// SAT prep planner
When should I start studying for the SAT?
Generic answer: '2–3 months.' Real answer: depends on your baseline, target, and how many hours per week you can actually focus. StartBy turns those variables into a personalized start date.
How much prep does the SAT actually take?
The College Board and Khan Academy data suggest 20 hours of focused prep yields ~115 points of improvement on average. For a 200+ point jump, plan 60–100 hours. The calculator translates that into a calendar date you can defend.
Using the calculator for SAT prep
Pick 'Study for an exam' and the 'Final exam' subtype. Set difficulty 5–7 depending on how far you are from target. Be honest about hours per day — Khan Academy data shows consistency beats intensity for the SAT.
Stop waiting for 'after midterms'
The most common SAT prep mistake is waiting until everything else clears up. It never does. Get a start date, block calendar time, and treat it like a class with attendance.
Frequently asked
- When should I start studying for the SAT?
- Most students start 2–4 months before their test date, studying 5–10 hours per week. For a major score jump (200+ points), give yourself 4–6 months. StartBy gives you a personalized start date based on your hours and baseline.
- How many hours do I need for the SAT?
- 60–100 hours of focused prep is the typical range. Less if you're already scoring near your target; more if you need a big jump or struggle with one section. The calculator scales based on difficulty and how much you've already covered.
- Is 1 month enough to study for the SAT?

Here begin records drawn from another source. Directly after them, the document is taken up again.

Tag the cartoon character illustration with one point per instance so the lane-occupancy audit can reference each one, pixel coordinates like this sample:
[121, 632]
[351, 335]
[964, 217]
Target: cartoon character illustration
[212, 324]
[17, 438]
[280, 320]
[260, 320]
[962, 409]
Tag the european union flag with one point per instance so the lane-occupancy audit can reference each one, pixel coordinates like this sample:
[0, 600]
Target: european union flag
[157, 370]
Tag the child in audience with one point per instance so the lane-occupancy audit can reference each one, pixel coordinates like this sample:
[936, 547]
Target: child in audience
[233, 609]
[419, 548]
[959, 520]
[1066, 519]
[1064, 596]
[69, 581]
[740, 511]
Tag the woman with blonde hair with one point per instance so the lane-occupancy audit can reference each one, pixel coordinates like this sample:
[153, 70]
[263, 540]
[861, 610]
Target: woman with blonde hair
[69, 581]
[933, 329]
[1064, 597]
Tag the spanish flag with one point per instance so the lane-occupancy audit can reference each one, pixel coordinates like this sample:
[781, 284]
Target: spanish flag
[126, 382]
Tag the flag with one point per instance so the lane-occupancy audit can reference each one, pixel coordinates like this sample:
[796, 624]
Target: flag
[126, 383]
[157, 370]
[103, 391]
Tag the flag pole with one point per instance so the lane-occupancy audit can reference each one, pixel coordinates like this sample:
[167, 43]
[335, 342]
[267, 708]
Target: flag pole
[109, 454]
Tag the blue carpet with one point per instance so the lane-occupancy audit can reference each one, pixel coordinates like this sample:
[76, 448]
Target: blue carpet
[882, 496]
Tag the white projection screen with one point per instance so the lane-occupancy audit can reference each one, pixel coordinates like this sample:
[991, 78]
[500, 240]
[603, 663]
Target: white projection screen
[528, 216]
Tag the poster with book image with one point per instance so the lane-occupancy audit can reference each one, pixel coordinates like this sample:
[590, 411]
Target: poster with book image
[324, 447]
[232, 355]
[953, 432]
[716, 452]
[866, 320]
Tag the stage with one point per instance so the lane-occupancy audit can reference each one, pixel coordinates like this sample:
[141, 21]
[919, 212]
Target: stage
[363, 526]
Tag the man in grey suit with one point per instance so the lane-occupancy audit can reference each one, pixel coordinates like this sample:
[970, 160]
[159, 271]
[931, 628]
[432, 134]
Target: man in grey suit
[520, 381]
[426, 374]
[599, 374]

- Tight but doable for small score improvements (50–100 points) if you can commit ~2 hours daily. For a bigger jump, push the test date. The calculator will be honest about whether you're in the safe or cooked zone.
- Should I use Khan Academy or a paid course?
- Khan Academy + official College Board practice tests is enough for most students. What matters is total hours and consistency — not the platform. The calculator works the same either way.